Your best bet will be to seek construction equipment financing from a lending marketplace that connects you with lenders who understand the industry and are willing to partner with you. Construction equipment loans from marketplaces have dollar amounts as high as $5,000,000. The interest rates start around 7.5%, and the repayment terms are typically 1–5 years.
The financing can be used for just about any type of equipment related to your business, including vehicles, trailers, and power tools. But you can also use the money for expenses that aren’t quite as obvious, such as computers, desks, bookkeeping software, project management software, or even solar panels for your office roof.
Before you can qualify for construction equipment financing and heavy equipment financing, lenders will verify that your business has been operating for at least 12 months and brings in $50,000 or more each year. A credit score above 659 will also be required.
As for collateral, the equipment you are purchasing will be used to secure the loan. This collateral helps streamline the application process and could even make it so you won’t need to provide a down payment. The downside is that in the case of a default, the lender would take possession of your equipment.
It’s important to remember that you always have options when it comes to small business financing. Here are 3 other forms of financing you should consider as you approach construction equipment purchases:
Many small business owners, including those in the construction industry, prefer the reliability of term loans. These loans have been around for centuries and can provide amounts as large as $2 million. Depending on your unique situation, you can qualify for rates starting as low as 6%. The repayment term will usually go up to 5 years.
Term loans are versatile enough for all manner of expenses. For example, you could use the funds to fix your excavator or even to hire additional employees.
This type of financing is like the smaller, speedier version of a term loan. Although the dollar amounts are lower, topping out around $500,000, you can get that money in just a couple of days. When your business is in a stressful situation, this expediency can be priceless.

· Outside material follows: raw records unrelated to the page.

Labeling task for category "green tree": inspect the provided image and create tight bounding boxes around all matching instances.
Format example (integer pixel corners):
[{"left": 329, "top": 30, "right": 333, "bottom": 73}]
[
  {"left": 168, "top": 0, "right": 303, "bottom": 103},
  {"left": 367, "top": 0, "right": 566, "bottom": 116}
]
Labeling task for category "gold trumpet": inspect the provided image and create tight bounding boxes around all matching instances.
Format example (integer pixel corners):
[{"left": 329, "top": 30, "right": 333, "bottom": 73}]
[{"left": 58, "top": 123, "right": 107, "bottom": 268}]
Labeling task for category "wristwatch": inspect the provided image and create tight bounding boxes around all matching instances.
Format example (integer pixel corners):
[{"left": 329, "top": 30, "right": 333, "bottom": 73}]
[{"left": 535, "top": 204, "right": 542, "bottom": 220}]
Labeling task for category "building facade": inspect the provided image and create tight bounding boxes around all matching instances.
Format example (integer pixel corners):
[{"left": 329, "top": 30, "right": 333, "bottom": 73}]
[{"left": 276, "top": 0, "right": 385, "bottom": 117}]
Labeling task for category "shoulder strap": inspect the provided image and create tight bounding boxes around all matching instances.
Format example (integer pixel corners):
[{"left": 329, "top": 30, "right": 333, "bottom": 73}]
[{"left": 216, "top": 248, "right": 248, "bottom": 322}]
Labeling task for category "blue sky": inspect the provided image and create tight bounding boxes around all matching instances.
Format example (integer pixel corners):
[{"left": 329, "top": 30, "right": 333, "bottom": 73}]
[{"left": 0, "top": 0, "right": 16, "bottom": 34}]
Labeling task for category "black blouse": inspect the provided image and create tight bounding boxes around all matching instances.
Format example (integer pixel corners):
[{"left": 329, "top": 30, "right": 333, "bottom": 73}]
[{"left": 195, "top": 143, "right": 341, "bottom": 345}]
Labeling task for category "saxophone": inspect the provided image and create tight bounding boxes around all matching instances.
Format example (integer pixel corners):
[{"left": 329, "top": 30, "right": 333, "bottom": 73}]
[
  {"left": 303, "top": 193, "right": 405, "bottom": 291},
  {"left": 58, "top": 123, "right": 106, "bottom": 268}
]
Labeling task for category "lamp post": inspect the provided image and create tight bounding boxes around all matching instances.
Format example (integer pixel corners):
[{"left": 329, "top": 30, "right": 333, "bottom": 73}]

Be aware that short term loans come with a steeper price tag. The interest rates can be among the highest on the market, and the repayment terms usually range from 1–3 years. But if you’re in a situation where speed is of the essence, this solution can be ideal.
While most forms of small business financing involve loans with a lump sum, a line of credit offers a revolving form of financing. Think of it as a credit card, minus the card.
You can qualify for up to $500,000 with a business line of credit. Once your application has been accepted, which usually only takes 7–10 days, you’ll have unlimited access to the agreed-upon amount of money. If you need to buy a $500 table saw, simply use $500 from the line of credit and then pay back that specific amount. As soon as it’s repaid, you have the entire credit amount ready and waiting for the next use.
Qualifying for a business line of credit requires you to have a credit score of at least 560. Additionally, your business should have 6 months or more under its belt and at least $50,000 in yearly revenue.
Just as every tool is different, every construction business has its unique characteristics and functions. Some small business owners may find that construction equipment financing is the optimal way for them to fund their businesses. For others, the flexibility of a term loan or line of credit could prove to be the better fit.
What matters is that you research all your options before signing on the dotted line. By taking a deliberate approach to your financing, you’ll avoid many of the stumbling blocks that trip up your competition. And you’ll position your business to thrive in the coming months and years.